Phineas Taylor (PT) Barnum was not only a show business producer and early mass marketeer but also a politician. He was elected to two terms in the Connecticut state legislature (1865 and 1866) representing the town of Fairfield as a member of the Republican Party. A decade later, he was elected by acclamation as mayor of Bridgeport, CT. His political career was very different from the candidate he is being compared to this 2016 Presidential season.
At the end of the Civil War, Barnum ran for the state legislature expressly to ratify the 14th Amendment to the USA Constitution and extend Connecticut state voting rights to African-American men as he stated in his speech to the legislature on May 26, 1865:
Mr. Speaker: I am no politician, I came to this Legislature simply because I wished to have the honor of voting for the two constitutional amendments–one for driving slavery entirely out of the country; the other to allow men of education and good moral character to vote, regardless of the color of their skins. To give my voice for these two philanthropic, just, and Christian measures is all the glory I ask legislativewise. I care nothing whatever for any sect or party under heaven, as such. I have no axes to grind, no logs to roll, no favors to ask. All I desire is to do what is right, and prevent what is wrong. I believe in no “expediency” that is not predicated of justice, for in all things–politics, as well as everything else — “I know that honesty is the best policy.” A retributive Providence will unerringly and speedily search out all wrong doing; hence, right is always the best in the long run. Certainly, in the light of the great American spirit of liberty and equal rights which is sweeping over this country, and making the thrones of tyrants totter in the old world, no party can afford to carry slavery, either of body or of mind. Take down the blinds from his intellect, and let in the light of education and Christian culture. When this is done you have developed a man. Give him the responsibility of a man and the self-respect of a man, by granting him the right of suffrage. Let universal education, and the universal franchise be the motto of free America, and the toiling millions of Europe, who are watching you with such intense interest, will hail us as their saviors. Let us loyally sink “party” on this question, and go for “God and our Country.” Let no man attach an eternal stigma to his name by shutting his eyes to the great lesson of the hour, and voting against permitting the people to express their opinion on this important subject.
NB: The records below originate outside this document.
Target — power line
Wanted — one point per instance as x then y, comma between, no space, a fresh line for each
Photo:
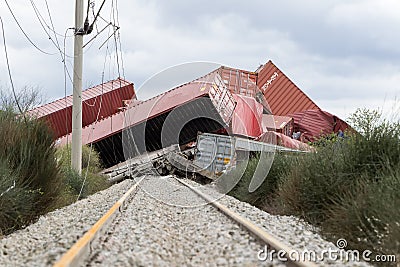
26,35
43,21
9,70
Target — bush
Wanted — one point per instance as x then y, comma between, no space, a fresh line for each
28,159
350,187
265,192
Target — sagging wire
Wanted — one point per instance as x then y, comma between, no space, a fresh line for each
9,70
24,33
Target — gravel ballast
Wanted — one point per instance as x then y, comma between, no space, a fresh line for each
164,224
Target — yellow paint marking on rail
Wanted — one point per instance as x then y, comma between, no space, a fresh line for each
75,253
250,226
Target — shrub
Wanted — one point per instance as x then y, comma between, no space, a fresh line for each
351,186
265,192
28,159
84,184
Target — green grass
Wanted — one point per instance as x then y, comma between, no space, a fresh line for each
35,176
27,158
349,188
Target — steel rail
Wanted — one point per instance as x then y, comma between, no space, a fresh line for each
251,227
81,249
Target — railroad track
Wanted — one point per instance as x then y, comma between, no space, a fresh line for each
80,252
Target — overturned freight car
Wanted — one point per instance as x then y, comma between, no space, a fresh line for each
174,117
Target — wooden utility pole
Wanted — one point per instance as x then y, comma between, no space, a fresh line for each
76,147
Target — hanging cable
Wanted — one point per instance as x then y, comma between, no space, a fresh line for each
9,70
26,35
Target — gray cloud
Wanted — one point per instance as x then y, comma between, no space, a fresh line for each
342,54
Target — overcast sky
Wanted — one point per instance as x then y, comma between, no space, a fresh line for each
342,54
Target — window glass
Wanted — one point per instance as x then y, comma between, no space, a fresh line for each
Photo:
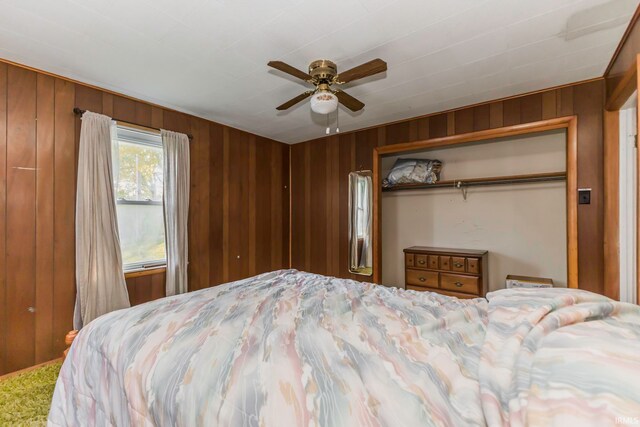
138,176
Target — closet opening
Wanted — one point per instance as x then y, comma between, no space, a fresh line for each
511,192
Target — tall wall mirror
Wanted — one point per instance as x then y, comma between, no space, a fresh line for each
361,223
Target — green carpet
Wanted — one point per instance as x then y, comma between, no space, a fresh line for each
25,399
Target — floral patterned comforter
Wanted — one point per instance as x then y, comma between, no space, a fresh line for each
289,348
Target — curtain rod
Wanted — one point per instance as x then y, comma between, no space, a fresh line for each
80,112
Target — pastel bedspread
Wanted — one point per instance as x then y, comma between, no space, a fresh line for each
289,348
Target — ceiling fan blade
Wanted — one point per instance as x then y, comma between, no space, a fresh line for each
349,101
286,68
293,101
365,70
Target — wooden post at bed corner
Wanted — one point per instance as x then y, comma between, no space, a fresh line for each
68,340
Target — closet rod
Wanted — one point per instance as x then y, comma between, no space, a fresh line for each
498,180
80,112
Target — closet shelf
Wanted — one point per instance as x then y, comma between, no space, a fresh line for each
472,182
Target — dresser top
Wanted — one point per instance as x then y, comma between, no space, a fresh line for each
432,250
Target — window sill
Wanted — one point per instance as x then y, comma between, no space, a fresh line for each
144,272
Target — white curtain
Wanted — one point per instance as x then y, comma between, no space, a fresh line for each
100,283
176,208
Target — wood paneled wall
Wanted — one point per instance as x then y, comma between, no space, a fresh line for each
320,168
238,216
625,55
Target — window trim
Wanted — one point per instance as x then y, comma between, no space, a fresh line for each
153,140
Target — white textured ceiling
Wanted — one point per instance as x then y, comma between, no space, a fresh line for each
208,57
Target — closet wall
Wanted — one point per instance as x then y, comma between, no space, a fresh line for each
238,216
523,226
320,168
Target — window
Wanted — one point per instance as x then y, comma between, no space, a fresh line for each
138,177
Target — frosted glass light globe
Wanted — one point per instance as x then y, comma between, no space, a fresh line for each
324,102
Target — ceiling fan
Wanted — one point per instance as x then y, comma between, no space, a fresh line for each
323,74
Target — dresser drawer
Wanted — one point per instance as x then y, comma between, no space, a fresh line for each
445,263
433,262
421,278
420,261
457,264
408,260
473,265
456,283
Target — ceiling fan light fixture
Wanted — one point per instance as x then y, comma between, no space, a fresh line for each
324,102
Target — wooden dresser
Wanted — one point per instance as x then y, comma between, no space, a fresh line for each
459,273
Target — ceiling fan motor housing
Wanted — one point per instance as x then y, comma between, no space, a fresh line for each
323,70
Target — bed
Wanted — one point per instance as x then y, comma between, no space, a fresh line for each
289,348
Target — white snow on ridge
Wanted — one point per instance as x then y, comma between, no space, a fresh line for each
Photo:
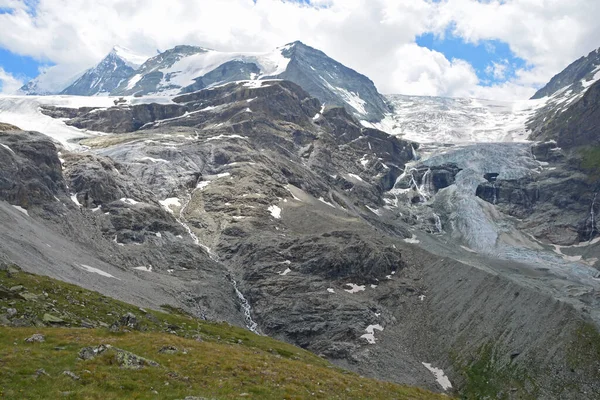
131,58
24,112
457,120
183,72
133,81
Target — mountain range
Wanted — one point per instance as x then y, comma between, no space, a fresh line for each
450,244
185,69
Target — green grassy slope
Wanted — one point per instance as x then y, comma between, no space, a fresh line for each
204,359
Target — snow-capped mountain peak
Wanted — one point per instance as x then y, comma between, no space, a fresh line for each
132,59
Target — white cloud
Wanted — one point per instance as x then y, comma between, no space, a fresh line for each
8,83
375,37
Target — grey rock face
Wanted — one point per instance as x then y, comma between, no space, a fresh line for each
306,214
333,83
575,126
31,170
572,75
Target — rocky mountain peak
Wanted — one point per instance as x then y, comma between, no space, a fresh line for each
577,76
131,58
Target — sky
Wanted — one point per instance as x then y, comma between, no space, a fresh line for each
495,49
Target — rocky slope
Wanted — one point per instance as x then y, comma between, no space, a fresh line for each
60,340
325,234
574,77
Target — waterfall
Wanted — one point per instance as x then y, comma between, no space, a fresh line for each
250,324
438,223
593,216
182,221
426,189
414,152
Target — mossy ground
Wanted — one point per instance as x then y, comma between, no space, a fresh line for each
213,360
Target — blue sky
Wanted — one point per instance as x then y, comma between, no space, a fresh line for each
481,56
20,66
390,41
493,60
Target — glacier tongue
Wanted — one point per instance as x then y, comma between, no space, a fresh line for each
477,224
457,120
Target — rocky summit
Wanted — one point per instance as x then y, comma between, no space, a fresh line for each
421,241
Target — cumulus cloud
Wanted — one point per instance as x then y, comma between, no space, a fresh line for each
375,37
9,84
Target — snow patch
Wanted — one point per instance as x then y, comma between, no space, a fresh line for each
354,288
7,148
412,240
97,271
220,137
24,211
355,177
440,376
74,200
155,160
131,202
275,211
202,184
322,200
171,201
370,335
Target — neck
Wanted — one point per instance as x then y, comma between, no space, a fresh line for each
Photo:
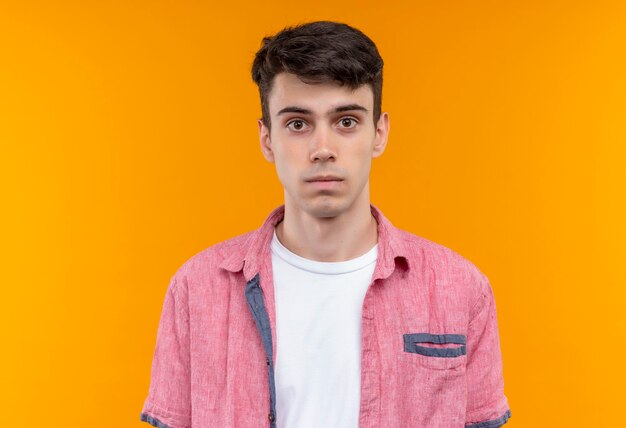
329,239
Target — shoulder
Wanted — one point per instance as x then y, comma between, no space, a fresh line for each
450,269
206,263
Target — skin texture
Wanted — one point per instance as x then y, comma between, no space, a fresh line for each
330,221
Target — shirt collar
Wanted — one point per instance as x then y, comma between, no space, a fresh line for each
256,249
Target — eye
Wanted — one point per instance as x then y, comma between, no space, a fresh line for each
296,125
348,122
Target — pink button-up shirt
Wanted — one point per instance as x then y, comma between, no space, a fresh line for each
430,346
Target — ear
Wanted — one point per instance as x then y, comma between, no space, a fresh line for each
382,132
264,139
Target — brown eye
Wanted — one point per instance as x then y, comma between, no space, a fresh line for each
348,122
296,125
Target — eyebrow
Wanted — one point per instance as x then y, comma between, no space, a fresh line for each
339,109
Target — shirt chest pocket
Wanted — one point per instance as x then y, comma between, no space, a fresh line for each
437,351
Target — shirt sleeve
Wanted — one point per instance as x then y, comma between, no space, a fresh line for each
168,404
487,406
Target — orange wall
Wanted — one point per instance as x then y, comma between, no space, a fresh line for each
126,125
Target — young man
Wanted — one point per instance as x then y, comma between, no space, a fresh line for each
327,315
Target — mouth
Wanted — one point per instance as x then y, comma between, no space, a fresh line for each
324,178
325,183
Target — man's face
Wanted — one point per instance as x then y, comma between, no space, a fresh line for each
322,131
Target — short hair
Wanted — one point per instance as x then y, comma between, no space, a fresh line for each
319,51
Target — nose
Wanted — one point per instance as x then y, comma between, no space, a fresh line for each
321,146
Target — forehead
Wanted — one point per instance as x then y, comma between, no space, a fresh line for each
289,90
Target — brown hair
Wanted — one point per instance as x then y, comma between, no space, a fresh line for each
319,51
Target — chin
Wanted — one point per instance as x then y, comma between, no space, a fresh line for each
326,208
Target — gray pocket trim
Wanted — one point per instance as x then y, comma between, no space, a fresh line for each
493,423
152,421
411,344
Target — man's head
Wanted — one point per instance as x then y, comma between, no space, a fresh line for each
318,85
319,51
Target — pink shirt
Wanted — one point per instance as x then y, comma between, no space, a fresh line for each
430,346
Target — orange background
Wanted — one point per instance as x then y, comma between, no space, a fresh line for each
127,125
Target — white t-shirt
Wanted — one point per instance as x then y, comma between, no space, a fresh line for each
318,330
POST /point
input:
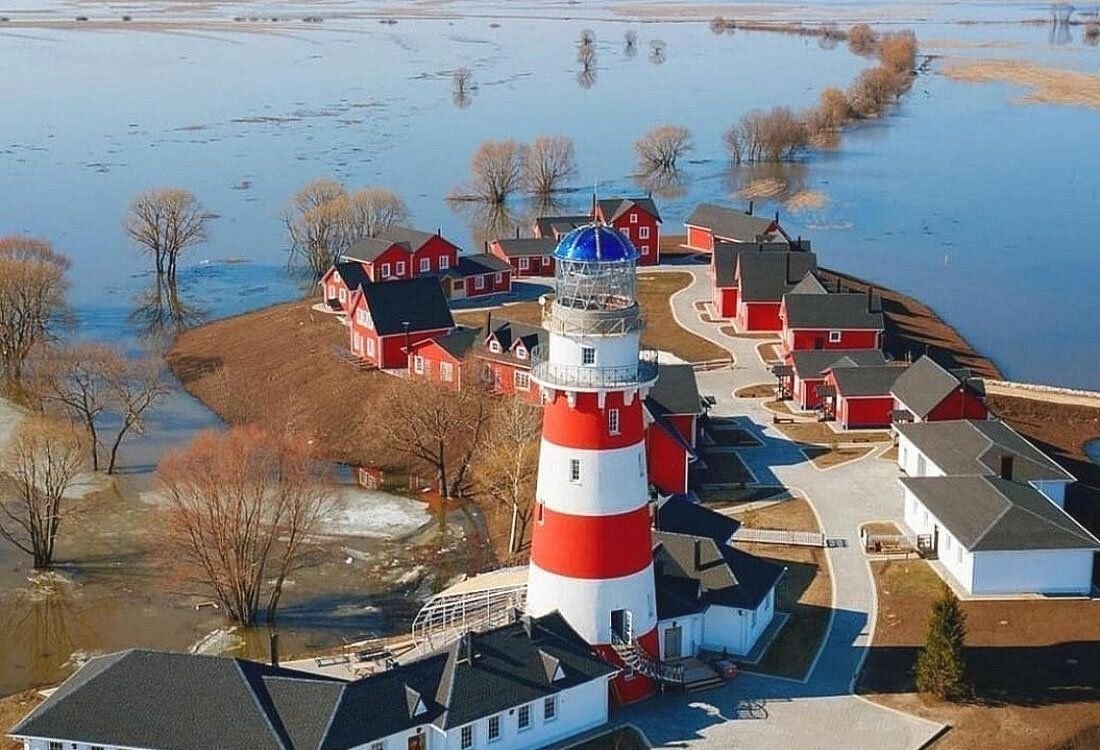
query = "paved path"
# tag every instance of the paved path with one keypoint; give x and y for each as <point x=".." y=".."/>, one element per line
<point x="820" y="713"/>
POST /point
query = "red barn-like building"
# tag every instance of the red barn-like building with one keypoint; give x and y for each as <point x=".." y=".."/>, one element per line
<point x="927" y="393"/>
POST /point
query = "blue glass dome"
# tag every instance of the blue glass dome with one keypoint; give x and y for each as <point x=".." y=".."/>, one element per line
<point x="595" y="243"/>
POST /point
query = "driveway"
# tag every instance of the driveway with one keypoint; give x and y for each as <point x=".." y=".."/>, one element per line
<point x="771" y="713"/>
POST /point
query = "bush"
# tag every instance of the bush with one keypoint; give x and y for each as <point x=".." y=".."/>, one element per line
<point x="941" y="669"/>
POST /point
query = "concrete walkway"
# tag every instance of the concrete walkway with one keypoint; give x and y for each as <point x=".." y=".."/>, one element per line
<point x="771" y="713"/>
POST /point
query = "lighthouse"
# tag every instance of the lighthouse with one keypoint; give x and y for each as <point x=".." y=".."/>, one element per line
<point x="592" y="541"/>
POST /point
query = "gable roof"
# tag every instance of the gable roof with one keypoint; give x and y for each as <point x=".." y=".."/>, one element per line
<point x="526" y="246"/>
<point x="925" y="384"/>
<point x="613" y="208"/>
<point x="727" y="223"/>
<point x="976" y="447"/>
<point x="419" y="301"/>
<point x="833" y="311"/>
<point x="812" y="363"/>
<point x="990" y="514"/>
<point x="766" y="277"/>
<point x="870" y="381"/>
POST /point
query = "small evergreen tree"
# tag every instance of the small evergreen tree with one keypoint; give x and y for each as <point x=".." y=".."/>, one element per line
<point x="941" y="669"/>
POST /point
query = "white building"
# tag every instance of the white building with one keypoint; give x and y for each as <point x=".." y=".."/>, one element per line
<point x="523" y="685"/>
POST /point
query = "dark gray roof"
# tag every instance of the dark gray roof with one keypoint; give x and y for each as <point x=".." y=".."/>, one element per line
<point x="976" y="447"/>
<point x="178" y="702"/>
<point x="419" y="301"/>
<point x="989" y="514"/>
<point x="695" y="572"/>
<point x="728" y="223"/>
<point x="812" y="363"/>
<point x="527" y="246"/>
<point x="675" y="390"/>
<point x="831" y="311"/>
<point x="866" y="381"/>
<point x="925" y="384"/>
<point x="613" y="208"/>
<point x="766" y="277"/>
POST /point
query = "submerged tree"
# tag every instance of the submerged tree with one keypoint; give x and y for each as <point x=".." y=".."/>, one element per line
<point x="241" y="507"/>
<point x="164" y="223"/>
<point x="941" y="668"/>
<point x="42" y="465"/>
<point x="33" y="288"/>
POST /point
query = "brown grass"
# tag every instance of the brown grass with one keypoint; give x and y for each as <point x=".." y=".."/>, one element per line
<point x="1051" y="86"/>
<point x="1033" y="663"/>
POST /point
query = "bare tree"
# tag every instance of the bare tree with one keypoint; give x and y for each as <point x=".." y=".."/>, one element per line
<point x="33" y="287"/>
<point x="240" y="509"/>
<point x="42" y="464"/>
<point x="508" y="463"/>
<point x="164" y="222"/>
<point x="549" y="164"/>
<point x="661" y="146"/>
<point x="496" y="172"/>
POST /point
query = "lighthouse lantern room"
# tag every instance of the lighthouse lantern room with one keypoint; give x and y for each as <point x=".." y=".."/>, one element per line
<point x="592" y="540"/>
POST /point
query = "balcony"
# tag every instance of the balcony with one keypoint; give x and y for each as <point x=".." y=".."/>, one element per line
<point x="583" y="377"/>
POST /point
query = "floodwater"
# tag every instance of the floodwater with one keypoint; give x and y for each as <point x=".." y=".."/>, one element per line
<point x="980" y="206"/>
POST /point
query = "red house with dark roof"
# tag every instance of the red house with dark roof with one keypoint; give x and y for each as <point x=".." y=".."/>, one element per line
<point x="927" y="392"/>
<point x="710" y="224"/>
<point x="386" y="319"/>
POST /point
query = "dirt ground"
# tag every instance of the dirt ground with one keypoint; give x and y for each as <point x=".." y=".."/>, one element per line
<point x="1033" y="663"/>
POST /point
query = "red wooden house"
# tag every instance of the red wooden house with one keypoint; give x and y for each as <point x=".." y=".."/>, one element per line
<point x="763" y="278"/>
<point x="927" y="392"/>
<point x="708" y="224"/>
<point x="823" y="320"/>
<point x="638" y="219"/>
<point x="672" y="408"/>
<point x="859" y="397"/>
<point x="804" y="371"/>
<point x="528" y="256"/>
<point x="386" y="319"/>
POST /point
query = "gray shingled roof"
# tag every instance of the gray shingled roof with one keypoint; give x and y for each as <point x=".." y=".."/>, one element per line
<point x="831" y="311"/>
<point x="613" y="208"/>
<point x="926" y="384"/>
<point x="989" y="514"/>
<point x="812" y="363"/>
<point x="728" y="223"/>
<point x="976" y="447"/>
<point x="766" y="276"/>
<point x="856" y="382"/>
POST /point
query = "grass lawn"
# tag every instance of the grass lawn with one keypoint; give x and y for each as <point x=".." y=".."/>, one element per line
<point x="662" y="331"/>
<point x="1033" y="664"/>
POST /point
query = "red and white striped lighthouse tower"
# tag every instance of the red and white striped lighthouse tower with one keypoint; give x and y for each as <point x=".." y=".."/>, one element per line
<point x="592" y="541"/>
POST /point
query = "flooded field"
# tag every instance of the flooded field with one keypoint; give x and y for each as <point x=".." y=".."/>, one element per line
<point x="967" y="197"/>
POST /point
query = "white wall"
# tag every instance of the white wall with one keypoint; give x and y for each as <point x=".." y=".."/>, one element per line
<point x="1033" y="571"/>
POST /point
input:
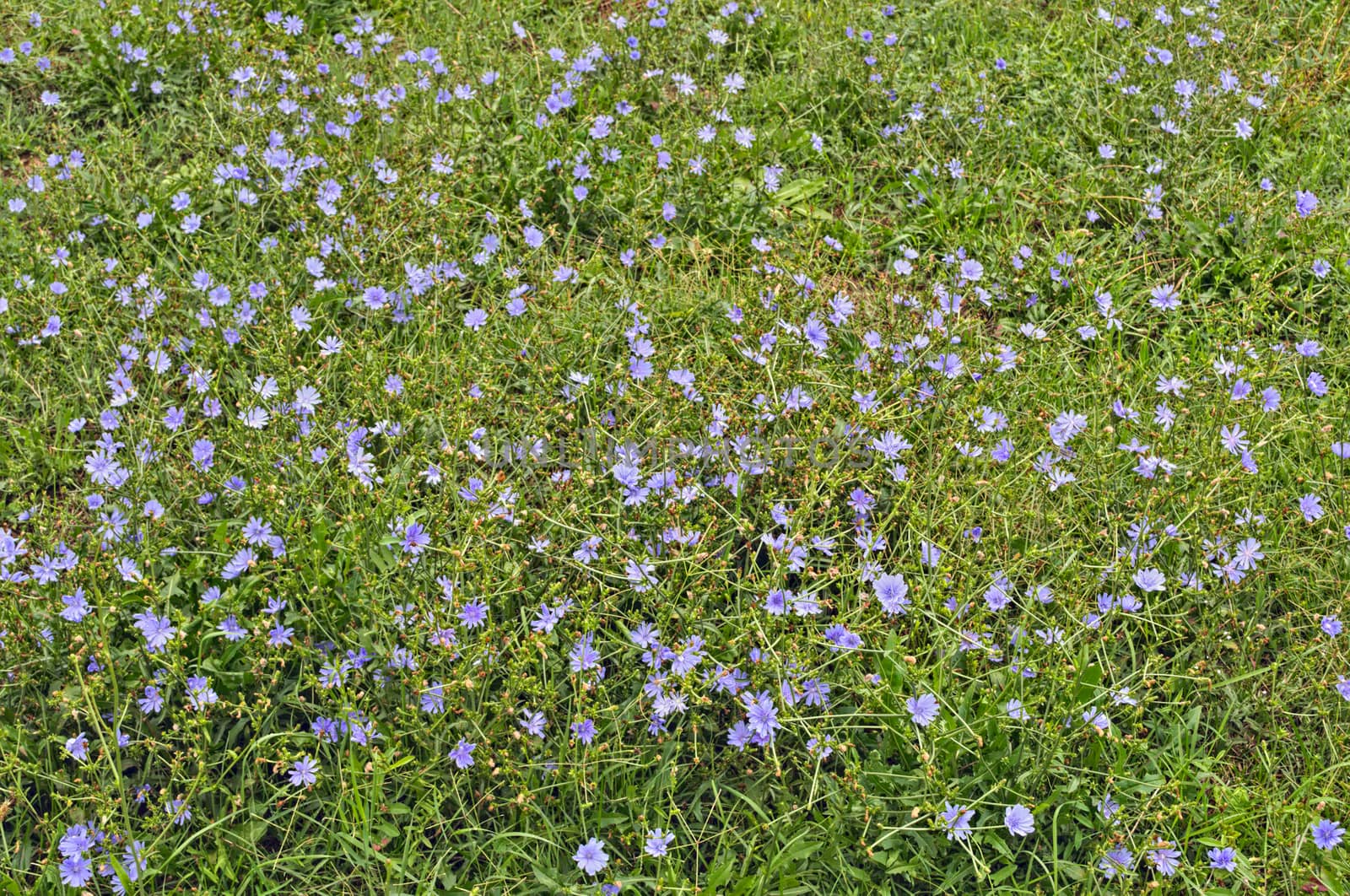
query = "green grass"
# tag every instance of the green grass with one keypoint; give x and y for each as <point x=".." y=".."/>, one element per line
<point x="1239" y="737"/>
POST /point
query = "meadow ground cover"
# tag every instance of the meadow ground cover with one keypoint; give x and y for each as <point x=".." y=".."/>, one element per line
<point x="674" y="447"/>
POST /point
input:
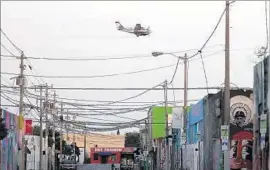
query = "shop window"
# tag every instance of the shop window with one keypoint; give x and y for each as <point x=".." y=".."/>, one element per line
<point x="95" y="156"/>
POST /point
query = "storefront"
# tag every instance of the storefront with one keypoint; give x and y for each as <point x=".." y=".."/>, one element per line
<point x="110" y="155"/>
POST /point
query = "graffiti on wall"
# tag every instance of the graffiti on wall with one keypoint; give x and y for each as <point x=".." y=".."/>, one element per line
<point x="241" y="131"/>
<point x="162" y="155"/>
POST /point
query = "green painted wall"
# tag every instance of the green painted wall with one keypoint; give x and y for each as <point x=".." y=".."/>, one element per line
<point x="158" y="121"/>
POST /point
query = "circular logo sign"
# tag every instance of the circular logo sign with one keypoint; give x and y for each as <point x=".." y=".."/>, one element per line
<point x="241" y="111"/>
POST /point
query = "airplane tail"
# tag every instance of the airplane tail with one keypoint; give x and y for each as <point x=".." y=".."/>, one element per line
<point x="118" y="25"/>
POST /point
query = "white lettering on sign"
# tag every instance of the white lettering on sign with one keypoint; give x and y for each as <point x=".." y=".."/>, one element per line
<point x="108" y="150"/>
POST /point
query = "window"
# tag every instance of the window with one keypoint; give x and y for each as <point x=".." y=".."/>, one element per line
<point x="95" y="156"/>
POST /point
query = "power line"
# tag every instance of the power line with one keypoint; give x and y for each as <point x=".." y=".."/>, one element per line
<point x="129" y="89"/>
<point x="211" y="35"/>
<point x="98" y="58"/>
<point x="97" y="76"/>
<point x="7" y="50"/>
<point x="17" y="48"/>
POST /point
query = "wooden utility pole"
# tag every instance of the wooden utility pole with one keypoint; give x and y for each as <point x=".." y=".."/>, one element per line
<point x="20" y="82"/>
<point x="46" y="127"/>
<point x="167" y="125"/>
<point x="61" y="134"/>
<point x="227" y="86"/>
<point x="53" y="109"/>
<point x="41" y="129"/>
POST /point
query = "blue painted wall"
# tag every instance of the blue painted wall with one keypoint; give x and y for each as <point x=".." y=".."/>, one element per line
<point x="195" y="122"/>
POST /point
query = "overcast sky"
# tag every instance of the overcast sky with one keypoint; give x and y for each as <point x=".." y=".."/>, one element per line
<point x="87" y="30"/>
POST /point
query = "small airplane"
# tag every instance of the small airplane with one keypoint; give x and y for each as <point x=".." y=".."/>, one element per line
<point x="138" y="30"/>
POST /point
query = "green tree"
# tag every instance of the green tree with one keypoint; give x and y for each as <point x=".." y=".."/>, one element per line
<point x="132" y="139"/>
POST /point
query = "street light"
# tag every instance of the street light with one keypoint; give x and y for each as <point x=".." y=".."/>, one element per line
<point x="156" y="54"/>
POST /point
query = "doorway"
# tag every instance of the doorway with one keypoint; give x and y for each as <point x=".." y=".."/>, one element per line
<point x="103" y="159"/>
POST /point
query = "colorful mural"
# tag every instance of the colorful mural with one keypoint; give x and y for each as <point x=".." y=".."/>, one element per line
<point x="158" y="121"/>
<point x="241" y="131"/>
<point x="10" y="145"/>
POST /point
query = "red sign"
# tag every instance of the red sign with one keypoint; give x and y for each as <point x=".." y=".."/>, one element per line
<point x="28" y="127"/>
<point x="108" y="149"/>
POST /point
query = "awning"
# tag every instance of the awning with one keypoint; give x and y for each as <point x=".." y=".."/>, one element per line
<point x="105" y="153"/>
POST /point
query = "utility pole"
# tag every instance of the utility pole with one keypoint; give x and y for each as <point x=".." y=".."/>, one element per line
<point x="67" y="126"/>
<point x="21" y="82"/>
<point x="227" y="85"/>
<point x="41" y="130"/>
<point x="84" y="143"/>
<point x="46" y="126"/>
<point x="61" y="134"/>
<point x="53" y="131"/>
<point x="74" y="118"/>
<point x="167" y="126"/>
<point x="185" y="105"/>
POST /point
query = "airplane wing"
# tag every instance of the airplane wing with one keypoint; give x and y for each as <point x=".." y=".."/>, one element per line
<point x="138" y="27"/>
<point x="120" y="27"/>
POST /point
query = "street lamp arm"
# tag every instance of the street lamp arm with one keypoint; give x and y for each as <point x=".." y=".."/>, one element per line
<point x="156" y="54"/>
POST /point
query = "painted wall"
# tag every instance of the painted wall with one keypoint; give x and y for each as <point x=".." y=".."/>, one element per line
<point x="9" y="145"/>
<point x="158" y="121"/>
<point x="195" y="122"/>
<point x="196" y="113"/>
Let us unanimously grant this truly democratic boon. Then, when our laws of franchise are settled on a just basis, let future parties divide where they honestly differ on State or national questions which do not trench upon the claims of manhood or American citizenship.
Barnum was also instrumental during that session in keeping the “railroad ring” from selecting the Speaker of the Connecticut House and appointing the head of the railroad commission, fighting against Commodore Vanderbilt who had raised the price of tickets on the Hudson River and Harlem railroads from 200 – 400% and was about to do the same with the New York and New Haven road in which he was also a major stockholder. The fight lasted all through the legislative session and was so bitter that the railroad interests’ main proponent on the commission took to his bed “sick” ten days before the close of session and stayed there until the legislature adjourned.
“Through Barnum’s efforts a law was passed that no person in the employ of any railroad in the State, should serve as railroad commissioner.”
“In March, 1875, the nomination for Mayor of Bridgeport was offered Barnum, but he refused it, until assured that the nomination was intended as a compliment, and that both parties would sustain it.” The city of Bridgeport usually voted Democratic but Barnum ran on the Republican ticket and was easily elected. He campaigned against public intoxication, closed the bars on Sunday, and crusaded to lower utility rates, improve water supplies, and eliminate the city’s houses of prostitution.
During 1875, he was also on the lecture circuit with a talk titled “The World and How to Live in It,” that he gave 30 times around the eastern United States and traveled to Niagara Falls and Akron, OH to visit his Hippodrome which was on tour as far east as Thomaston, Maine and west to Leavenworth, Kansas that season.
When he was 81, he grew ill. At his request, the New York Evening Sun newspaper published his obituary in advance so he could enjoy it. Two weeks later, April 7, 1891, PT Barnum was dead.
There seems to have been a lot more to Phineas Taylor Barnum than we usually remember.